Assim, depois de mais um dia de caminhada sob calor intenso e chuva torrencial, chegávamos a outro acampamento da Wiwa, onde um prato farto de comida preparado por Sandra nos esperava. Essa segunda noite foi mágica: nosso acampamento ficava às margens do rio e estávamos a poucos quilômetros da Ciudad Teyuna. Acordei no meio da madrugada enrolado em cobertas na rede envolta no mosquiteiro e fiquei encantado com o barulho ensurdecedor que fazia o rio, após a chuva da tarde característica das florestas tropicais. Entre barulhos da mata e o som das águas do Buritacá no breu da noite, tinha a certeza de estar em um lugar remoto e precioso.
Na manhã do terceiro dia o ritual se repetia: arepas colombianas e café às quatro e meia, mochila nas costas e botas no pé às cinco e meia; José prezava por organização e pontualidade com o grupo. E assim começou o dia de ascensão até a Ciudad Teyuna. Chegando às margens do rio Buritacá, avistamos os mesmos degraus encontrados há 50 anos atrás por exploradores que diziam ter encontrado a cidade “perdida” e começamos a subida; 1200 degraus inclinados e escorregadios, cheios de limo.
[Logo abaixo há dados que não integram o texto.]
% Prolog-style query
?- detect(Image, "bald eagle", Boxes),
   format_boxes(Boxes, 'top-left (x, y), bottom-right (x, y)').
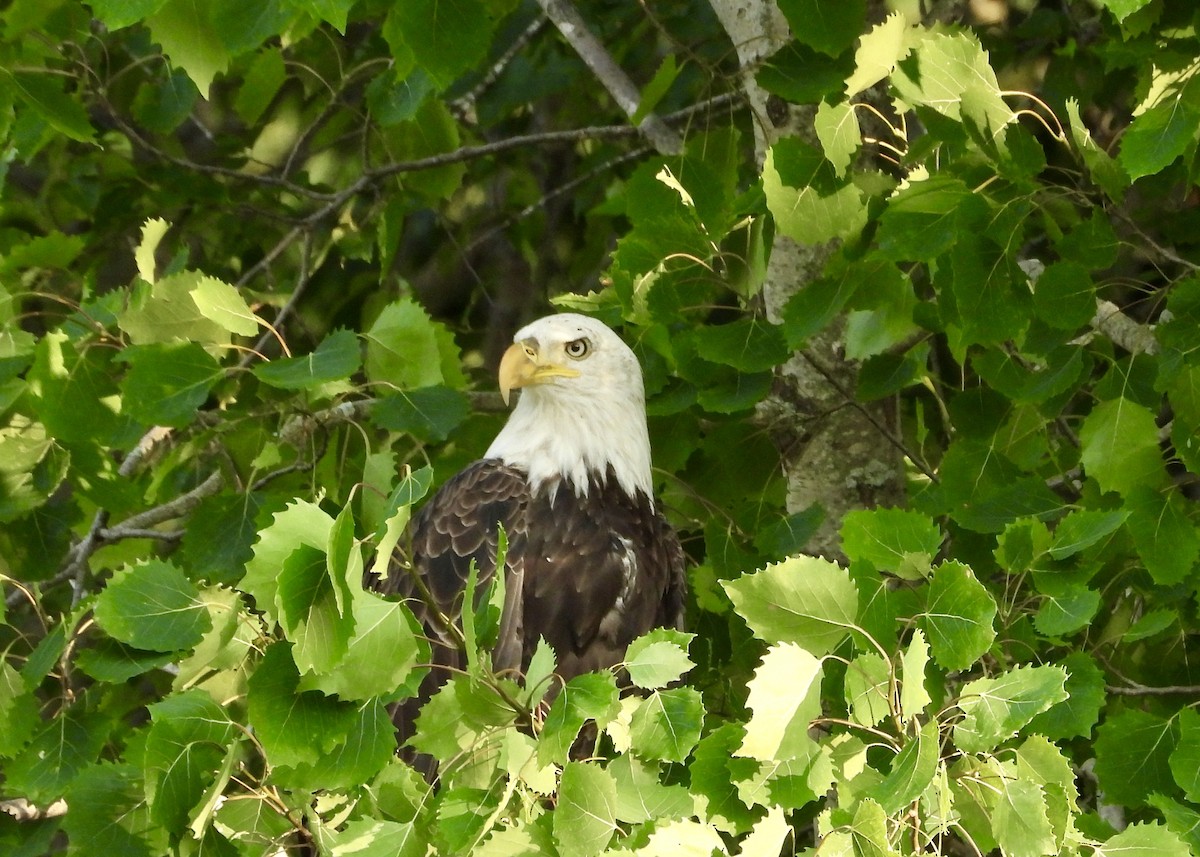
top-left (371, 313), bottom-right (686, 758)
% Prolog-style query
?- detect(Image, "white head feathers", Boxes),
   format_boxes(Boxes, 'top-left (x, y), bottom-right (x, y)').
top-left (484, 313), bottom-right (654, 502)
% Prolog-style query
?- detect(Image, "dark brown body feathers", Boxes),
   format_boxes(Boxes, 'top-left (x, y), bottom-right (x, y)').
top-left (366, 459), bottom-right (685, 766)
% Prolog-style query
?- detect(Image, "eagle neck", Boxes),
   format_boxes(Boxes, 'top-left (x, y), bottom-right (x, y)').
top-left (484, 383), bottom-right (654, 503)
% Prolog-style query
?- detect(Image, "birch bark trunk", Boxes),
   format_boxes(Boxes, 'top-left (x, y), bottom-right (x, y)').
top-left (709, 0), bottom-right (905, 559)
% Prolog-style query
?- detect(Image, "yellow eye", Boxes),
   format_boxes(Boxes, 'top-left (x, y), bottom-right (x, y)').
top-left (564, 338), bottom-right (590, 359)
Um passo em falso e seria um boliche de gringos metidos a aventureiros vestidos em roupas da Decatlhon.
Ao final dos 1200 degraus, às sete e dezessete da manhã, estávamos na entrada da Ciudad, uma área de aproximadamente 2 km². Antes de entrarmos, José Luis nos apresentou um círculo de pedra e fez uma oferenda com folhas de coca no centro do círculo, o que disse ser um pedido a seus ancestrais de permissão de entrada do grupo e proteção na trajetória de retorno.
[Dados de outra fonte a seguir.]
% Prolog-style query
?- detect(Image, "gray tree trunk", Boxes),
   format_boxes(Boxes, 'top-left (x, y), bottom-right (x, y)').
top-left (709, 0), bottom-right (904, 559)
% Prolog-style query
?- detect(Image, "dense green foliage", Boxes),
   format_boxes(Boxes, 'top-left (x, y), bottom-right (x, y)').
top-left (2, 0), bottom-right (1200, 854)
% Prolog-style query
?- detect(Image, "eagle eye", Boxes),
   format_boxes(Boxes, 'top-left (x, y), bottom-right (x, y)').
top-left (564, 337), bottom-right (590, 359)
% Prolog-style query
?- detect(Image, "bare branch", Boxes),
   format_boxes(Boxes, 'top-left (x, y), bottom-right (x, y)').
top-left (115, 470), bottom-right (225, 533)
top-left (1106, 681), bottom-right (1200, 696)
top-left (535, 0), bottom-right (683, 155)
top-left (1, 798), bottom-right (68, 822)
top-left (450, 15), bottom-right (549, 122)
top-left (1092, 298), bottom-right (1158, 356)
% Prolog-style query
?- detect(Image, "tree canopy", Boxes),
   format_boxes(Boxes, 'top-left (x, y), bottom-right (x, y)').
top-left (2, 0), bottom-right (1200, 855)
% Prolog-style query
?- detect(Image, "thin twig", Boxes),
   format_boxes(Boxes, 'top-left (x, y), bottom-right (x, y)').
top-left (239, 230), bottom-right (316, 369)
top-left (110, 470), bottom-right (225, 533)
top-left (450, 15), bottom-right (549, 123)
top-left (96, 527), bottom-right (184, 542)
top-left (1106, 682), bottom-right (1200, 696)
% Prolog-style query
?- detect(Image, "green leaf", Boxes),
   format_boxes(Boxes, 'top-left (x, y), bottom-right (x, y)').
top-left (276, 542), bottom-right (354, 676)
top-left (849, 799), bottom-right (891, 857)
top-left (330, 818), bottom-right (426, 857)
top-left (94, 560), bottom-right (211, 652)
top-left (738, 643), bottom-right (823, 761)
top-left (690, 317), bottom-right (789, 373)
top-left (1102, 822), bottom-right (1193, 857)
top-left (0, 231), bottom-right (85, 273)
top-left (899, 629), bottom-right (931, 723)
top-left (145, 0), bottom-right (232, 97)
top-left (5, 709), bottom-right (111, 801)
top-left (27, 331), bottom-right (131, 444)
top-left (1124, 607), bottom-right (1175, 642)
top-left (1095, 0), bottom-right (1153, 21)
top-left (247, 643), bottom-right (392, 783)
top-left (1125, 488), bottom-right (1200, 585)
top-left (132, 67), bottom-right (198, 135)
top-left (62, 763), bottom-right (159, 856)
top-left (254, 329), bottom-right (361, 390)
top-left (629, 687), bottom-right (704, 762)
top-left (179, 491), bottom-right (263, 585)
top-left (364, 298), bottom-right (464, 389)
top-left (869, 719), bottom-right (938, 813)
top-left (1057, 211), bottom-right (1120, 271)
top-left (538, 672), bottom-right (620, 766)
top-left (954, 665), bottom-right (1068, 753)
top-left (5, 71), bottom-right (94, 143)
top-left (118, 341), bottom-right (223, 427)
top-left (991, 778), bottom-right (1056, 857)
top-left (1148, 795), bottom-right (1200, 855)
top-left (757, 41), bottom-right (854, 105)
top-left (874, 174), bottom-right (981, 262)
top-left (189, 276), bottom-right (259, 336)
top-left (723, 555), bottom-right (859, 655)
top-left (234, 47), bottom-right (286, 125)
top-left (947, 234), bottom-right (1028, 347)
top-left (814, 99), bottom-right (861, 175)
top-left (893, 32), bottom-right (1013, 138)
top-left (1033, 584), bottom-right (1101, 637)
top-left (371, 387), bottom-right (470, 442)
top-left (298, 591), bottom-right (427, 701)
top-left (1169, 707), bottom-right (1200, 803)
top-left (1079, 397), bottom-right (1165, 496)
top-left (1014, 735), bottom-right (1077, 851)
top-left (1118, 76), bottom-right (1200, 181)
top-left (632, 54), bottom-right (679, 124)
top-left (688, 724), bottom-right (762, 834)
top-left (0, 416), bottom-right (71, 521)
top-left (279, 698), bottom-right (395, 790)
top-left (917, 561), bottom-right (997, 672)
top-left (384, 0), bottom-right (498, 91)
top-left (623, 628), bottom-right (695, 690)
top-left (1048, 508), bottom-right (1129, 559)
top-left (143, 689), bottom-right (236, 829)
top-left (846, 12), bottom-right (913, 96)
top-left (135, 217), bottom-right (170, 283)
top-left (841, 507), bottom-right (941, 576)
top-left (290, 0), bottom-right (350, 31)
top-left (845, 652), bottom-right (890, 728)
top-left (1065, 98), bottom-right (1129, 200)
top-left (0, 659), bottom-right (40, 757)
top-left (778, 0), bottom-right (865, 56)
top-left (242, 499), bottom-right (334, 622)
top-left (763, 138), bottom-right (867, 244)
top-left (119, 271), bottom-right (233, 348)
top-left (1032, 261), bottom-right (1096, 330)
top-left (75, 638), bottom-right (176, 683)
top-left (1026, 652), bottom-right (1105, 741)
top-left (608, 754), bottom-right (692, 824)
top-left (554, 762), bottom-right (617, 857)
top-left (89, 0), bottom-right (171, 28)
Identificação da terraza Terrazas de Teyuna
Nas três horas que permanecemos no sítio arqueológico José Luis e Alberto explanaram a história do local; o que chama muito a atenção é a divisão em castas das terrazas. Na parte alta da cidade localizavam-se os líderes políticos e religiosos, enquanto na parte baixa da entrada ficavam os cidadãos e cidadãs comuns. Conhecemos também uma pedra tombada na região central do parque, que José mostrou ser um mapa utilizado pelos Tayrona; a pedra possui três estrelas, pontos sagrados ao grupo, interligados por linhas, que representavam as rotas utilizadas. As três estrelas são a Ciudad Teyuna, a aldeia de Gotsehy e Pueblito, sendo essa última localizada no famoso Parque Tayrona, no litoral ao norte de Santa Marta. Segundo contou José, a pedra havia sido tombada por saqueadores que acreditavam haver ouro dentro de sua base.
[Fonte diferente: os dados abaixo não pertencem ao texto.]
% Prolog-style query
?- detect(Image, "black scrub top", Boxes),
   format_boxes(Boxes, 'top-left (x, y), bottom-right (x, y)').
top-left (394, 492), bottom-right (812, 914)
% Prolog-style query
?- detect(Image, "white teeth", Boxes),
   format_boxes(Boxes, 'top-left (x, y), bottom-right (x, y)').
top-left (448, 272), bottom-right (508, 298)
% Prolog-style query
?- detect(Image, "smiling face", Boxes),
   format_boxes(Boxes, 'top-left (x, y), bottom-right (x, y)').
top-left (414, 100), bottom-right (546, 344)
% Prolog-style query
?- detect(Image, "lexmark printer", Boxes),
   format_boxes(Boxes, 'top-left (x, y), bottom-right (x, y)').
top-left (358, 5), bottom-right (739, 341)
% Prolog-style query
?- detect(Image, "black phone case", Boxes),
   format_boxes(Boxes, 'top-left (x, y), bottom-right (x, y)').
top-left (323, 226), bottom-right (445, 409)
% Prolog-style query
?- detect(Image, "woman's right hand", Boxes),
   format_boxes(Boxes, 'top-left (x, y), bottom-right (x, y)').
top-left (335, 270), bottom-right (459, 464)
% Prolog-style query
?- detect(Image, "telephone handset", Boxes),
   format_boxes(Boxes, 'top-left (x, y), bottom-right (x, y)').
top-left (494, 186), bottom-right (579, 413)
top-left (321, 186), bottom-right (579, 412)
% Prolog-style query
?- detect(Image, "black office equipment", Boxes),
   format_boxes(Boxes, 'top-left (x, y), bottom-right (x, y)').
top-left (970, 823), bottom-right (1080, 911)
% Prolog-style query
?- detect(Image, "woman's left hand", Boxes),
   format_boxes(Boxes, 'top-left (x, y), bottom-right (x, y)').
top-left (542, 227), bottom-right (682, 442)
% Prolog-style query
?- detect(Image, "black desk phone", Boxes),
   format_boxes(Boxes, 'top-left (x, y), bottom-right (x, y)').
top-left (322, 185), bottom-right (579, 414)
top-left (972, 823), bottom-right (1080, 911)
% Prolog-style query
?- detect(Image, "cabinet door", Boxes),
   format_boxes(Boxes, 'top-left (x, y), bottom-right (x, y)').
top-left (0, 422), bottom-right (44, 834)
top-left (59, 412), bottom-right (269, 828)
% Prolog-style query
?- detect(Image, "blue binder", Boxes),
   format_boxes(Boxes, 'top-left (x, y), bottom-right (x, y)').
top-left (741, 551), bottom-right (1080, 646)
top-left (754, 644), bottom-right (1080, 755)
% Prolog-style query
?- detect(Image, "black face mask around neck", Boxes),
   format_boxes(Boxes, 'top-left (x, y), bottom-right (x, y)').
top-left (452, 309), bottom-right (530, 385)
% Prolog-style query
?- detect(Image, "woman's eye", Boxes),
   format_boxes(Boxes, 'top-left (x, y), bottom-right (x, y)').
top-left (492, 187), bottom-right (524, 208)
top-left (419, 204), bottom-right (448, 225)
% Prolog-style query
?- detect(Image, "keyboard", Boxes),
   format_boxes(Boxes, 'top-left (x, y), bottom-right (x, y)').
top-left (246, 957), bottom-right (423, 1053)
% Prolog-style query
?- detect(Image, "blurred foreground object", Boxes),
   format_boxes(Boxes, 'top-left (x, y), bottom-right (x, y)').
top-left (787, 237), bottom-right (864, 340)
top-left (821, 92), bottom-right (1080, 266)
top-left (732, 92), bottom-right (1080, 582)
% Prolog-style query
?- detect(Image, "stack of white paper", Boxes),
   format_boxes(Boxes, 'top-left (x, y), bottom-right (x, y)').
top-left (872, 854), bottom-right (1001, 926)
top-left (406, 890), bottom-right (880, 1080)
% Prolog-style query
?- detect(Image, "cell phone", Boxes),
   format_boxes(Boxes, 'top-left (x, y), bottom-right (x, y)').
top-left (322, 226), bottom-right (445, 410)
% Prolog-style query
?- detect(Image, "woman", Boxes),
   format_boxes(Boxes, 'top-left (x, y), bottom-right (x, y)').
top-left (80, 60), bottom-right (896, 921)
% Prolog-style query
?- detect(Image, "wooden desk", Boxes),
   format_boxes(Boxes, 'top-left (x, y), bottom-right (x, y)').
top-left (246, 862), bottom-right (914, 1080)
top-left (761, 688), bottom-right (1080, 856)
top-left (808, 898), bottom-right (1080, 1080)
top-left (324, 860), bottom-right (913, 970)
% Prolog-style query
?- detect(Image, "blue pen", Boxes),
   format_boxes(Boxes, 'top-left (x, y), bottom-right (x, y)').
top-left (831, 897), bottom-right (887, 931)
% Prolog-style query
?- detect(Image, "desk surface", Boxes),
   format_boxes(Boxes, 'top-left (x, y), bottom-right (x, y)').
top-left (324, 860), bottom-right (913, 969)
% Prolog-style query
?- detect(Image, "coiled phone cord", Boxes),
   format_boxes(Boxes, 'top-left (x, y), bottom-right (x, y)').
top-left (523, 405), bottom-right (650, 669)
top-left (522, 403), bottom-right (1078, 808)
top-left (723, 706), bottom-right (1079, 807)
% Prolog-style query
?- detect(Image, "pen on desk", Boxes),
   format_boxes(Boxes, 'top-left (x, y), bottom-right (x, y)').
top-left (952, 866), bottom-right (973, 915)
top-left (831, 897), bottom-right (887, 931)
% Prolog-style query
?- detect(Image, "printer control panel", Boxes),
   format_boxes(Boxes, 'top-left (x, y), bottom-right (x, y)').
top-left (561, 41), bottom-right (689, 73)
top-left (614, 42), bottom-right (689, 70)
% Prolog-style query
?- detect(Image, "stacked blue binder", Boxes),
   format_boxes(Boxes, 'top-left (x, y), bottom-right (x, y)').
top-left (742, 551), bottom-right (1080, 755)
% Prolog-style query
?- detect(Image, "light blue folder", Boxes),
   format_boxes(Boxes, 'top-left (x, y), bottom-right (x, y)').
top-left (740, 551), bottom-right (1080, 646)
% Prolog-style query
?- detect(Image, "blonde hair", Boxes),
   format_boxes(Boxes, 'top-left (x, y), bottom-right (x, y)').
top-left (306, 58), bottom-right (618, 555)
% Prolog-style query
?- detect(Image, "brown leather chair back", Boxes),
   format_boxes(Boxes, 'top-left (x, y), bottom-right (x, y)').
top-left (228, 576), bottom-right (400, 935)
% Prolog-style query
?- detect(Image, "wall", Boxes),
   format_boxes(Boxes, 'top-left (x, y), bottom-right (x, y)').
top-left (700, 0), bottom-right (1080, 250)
Base de uma terraza A maior terraza As terrazas mais altas
No topo de Teyuna ainda existem algumas casas que abrigam o grupo indígena que reside no lugar. Ali, como exclusividade por estarmos com um guia indígena, pudemos conhecer a companheira do Mamo; esse é um líder espiritual que toda aldeia possui, um ancião. A senhora de baixa estatura, vestes brancas de algodão e colares com diversas miçangas respondeu algumas perguntas e presenteou cada pessoa com um cordão com as mesmas miçangas coloridas que carregava no peito, cujo cada cor continha um significado.
O regresso
Depois disso, partimos; o retorno da Ciudad Teyuna foi quase melancólico. Todos no grupo estavam encantados com a beleza natural do lugar e a riqueza cultural de seus habitantes. O retorno é mais rápido, durando entre a metade do terceiro dia e o quarto dia de caminhada. Assim, eu retornava com a certeza de que havia conhecido ali um território sagrado de belezas e valores impossíveis de se reproduzir em uma tela de computador, por texto ou fotografia. A quem deseja visitar a Ciudad Teyuna, mais do que um calçado confortável e pouco peso na mochila, recomendo levar consigo o peito aberto e um caderno de notas para o aprendizado rico e imensurável que se encontra a frente; para os muitos encontros e achados que estão na trilha da cidade “perdida”.